Phase 2: Launch your Standard Shopping Campaign

  • Activate the campaign:
    1. Review all settings, product groups, and negative keywords for errors (e.g., disapproved products in GMC, missing fields).
    2. Set the campaign status to Enabled in Google Ads.
    3. Verify your budget ($20–$50/day) and ensure no technical issues (e.g., tracking errors, disapproved assets).
  • Monitor initial performance:
    • Check the campaign daily for the first week to ensure ads serve, budgets align (e.g., $20–$50/day not overspent), and no technical issues arise (e.g., GMC sync errors, disapproved products).
    • Use columns like impressions, clicks, CTR, conversions, CPA, and ROAS to monitor early results, focusing on Google Search and the Shopping tab.
  • Avoid over-optimizing: Resist making changes in the first 7–14 days—Google needs time to learn and optimize with Smart Bidding and Broad Match.

Phase 3: Optimize your Standard Shopping Campaign

You don't have a ton of control with Shopping campaigns but there is a bit you can do, such as:

  • Search Terms analysis: Go through and add negative keywords for irrelevant searches.
  • Ad group analysis: With your specific asset/product groups you can see at a high level if they're performing well or not.
  • Specific product analysis:They make this a lot harder to find than they need to, but you can in fact see each product's individual performance. Here's how to do that
    • Navigate to the campaign's Product Group
    • Beside the Product Group name you'll see a + when you hover, click it
  • You'll see a dropdown at the top that lets you segment the products by, click that and choose Item ID
  • Configure the columns to be Cost, Conversion Value/Cost, and Conversions and sort by Descending so you can see the relative performance of each product
  • You can then select individual products and increase or decrease your bid on them. Or, you can break top winners into their own campaigns and set high budgets, or you can remove the bad performers from the product group entirely.

Phase 4: Transition to a Smart Shopping Campaign (After 30–60 Days)

If your Standard Shopping Campaign proves profitable and you get ~100 conversions, transition to a Smart Shopping Campaign for automation and broader reach:

1. Set up the Smart Shopping Campaign

  • Navigate to campaigns:
    • In Google Ads, go to Campaigns > click + New Campaign.
    • Select Sales > Shopping > choose your linked Google Merchant Center account.
  • Configure campaign settings:
    • Country of sale: Match your Standard campaign’s country (e.g., United States for English-speaking U.S. store).
    • Campaign type: Choose Smart Shopping for full automation.
    • Campaign name: Use a structured name like “Shopping – Smart – U.S.-EN” for clarity.
    • Bidding: Select Target ROAS for revenue-based goals, or Maximize Conversions if focusing on volume.
    • Budget: Set a daily budget similar to your Standard campaign.
    • Networks: Include Search partners and Display Network for broader reach.
  • Click Save and continueto launch
    • no product groups or ad groups needed, as Smart Shopping optimizes all products dynamically.
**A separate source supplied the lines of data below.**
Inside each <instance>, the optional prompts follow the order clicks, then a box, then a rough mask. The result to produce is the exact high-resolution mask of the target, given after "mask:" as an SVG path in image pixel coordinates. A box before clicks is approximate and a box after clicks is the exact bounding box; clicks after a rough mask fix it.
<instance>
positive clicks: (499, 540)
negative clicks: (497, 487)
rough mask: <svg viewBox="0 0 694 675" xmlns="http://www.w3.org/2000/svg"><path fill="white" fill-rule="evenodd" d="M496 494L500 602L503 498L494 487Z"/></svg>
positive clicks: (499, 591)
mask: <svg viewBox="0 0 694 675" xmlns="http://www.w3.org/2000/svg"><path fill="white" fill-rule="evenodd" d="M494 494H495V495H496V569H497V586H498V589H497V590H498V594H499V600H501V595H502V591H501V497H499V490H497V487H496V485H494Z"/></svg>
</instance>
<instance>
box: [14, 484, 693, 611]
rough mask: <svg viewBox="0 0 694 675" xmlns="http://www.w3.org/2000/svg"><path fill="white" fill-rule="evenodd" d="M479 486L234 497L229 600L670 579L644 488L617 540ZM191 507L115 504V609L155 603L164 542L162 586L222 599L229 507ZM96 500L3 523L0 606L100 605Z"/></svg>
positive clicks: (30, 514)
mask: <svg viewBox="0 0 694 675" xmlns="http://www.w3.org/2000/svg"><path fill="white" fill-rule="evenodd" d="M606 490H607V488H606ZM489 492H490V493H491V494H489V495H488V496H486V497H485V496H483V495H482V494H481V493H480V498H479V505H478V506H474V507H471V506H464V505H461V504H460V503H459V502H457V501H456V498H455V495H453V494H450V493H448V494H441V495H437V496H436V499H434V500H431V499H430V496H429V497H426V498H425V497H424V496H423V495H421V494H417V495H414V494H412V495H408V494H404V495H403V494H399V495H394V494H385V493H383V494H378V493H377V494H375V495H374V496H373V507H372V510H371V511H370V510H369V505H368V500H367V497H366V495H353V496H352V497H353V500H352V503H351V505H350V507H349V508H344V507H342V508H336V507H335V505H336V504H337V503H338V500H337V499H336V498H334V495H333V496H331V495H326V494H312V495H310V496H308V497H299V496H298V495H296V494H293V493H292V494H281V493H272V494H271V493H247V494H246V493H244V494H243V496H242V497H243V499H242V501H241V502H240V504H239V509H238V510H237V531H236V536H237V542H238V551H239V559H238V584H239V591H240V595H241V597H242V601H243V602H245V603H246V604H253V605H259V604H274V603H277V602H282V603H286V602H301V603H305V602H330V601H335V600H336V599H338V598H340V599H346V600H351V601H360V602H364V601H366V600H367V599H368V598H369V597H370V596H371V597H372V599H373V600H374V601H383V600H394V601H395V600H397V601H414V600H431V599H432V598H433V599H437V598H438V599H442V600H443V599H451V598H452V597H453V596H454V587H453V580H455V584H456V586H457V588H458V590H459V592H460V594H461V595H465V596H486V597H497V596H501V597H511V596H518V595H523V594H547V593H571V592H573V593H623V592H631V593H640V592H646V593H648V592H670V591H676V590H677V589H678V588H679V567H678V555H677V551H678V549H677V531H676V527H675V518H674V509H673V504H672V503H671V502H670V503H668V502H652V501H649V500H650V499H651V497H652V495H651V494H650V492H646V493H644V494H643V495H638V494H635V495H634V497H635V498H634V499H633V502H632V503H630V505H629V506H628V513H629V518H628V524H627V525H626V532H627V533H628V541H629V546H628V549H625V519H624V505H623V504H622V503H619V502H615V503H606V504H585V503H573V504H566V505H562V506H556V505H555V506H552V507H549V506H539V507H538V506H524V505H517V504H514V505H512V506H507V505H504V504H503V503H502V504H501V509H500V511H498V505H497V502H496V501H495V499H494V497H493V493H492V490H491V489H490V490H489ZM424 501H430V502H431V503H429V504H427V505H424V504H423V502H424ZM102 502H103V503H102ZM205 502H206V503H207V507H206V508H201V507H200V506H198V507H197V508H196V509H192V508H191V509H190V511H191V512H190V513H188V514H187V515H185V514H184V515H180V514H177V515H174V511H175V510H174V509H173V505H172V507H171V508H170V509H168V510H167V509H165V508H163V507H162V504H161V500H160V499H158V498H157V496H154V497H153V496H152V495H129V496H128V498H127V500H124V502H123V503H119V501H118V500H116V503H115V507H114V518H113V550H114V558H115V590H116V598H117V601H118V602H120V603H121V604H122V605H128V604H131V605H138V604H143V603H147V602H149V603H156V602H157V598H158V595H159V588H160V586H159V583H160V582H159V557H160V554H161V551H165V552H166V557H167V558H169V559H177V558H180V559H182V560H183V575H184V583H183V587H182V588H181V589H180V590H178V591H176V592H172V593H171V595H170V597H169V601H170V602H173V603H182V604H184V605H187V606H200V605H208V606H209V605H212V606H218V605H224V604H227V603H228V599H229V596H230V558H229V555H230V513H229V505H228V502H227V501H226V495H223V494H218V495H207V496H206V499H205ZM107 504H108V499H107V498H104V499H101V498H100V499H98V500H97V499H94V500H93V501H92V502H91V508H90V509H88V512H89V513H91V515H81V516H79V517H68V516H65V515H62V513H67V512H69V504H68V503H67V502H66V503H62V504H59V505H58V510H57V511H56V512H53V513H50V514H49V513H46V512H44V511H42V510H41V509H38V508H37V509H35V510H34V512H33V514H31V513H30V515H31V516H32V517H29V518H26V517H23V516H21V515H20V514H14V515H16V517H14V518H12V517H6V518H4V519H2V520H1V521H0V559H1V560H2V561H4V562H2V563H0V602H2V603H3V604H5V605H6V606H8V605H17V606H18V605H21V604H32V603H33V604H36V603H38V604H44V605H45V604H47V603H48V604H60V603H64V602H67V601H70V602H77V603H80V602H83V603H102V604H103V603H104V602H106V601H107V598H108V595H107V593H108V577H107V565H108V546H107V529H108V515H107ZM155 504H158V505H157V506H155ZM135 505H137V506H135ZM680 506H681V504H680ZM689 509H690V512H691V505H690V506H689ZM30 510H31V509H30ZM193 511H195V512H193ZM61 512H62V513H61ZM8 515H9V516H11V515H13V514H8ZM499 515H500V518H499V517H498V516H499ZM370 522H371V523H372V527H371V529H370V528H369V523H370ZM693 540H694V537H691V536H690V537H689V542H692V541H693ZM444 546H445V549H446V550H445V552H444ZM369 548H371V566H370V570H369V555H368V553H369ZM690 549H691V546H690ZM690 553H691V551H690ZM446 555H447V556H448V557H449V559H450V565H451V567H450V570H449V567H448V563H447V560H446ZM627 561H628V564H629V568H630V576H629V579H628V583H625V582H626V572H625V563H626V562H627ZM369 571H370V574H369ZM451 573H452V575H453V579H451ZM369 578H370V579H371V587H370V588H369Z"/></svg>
2. Monitor Smart Shopping Performance

  • Check weekly for 30 days to ensure ads serve, budgets align, and performance meets goals.
  • Use columns like impressions, clicks, CTR, conversions, CPA, and ROAS, focusing on Search, Shopping tab, and Display Network.

Note, there isn't much you can do to optimize it however.

Phase 5: Prepare for Performance Max (Optional, After 60+ Days)

After proving profitability with Standard and Smart Shopping Campaigns, consider transitioning to Performance Max for cross-channel growth:

Set up PMax:

See the lessons on Performance Max for the full instructions.

  1. In Google Ads, create a PMax campaign (covered in earlier Performance Max lessons).
  2. Upload assets (3–5 images, 5 headlines, 5 descriptions, optional video) and set a goal (e.g., Target ROAS 300%)
  3. Attach your products from your Google Merchant Center account to the campaign.
  4. Allocate 20–30% of your total budget to test PMax, monitoring for 30–60 days.

That's about all there is to Shopping Ads!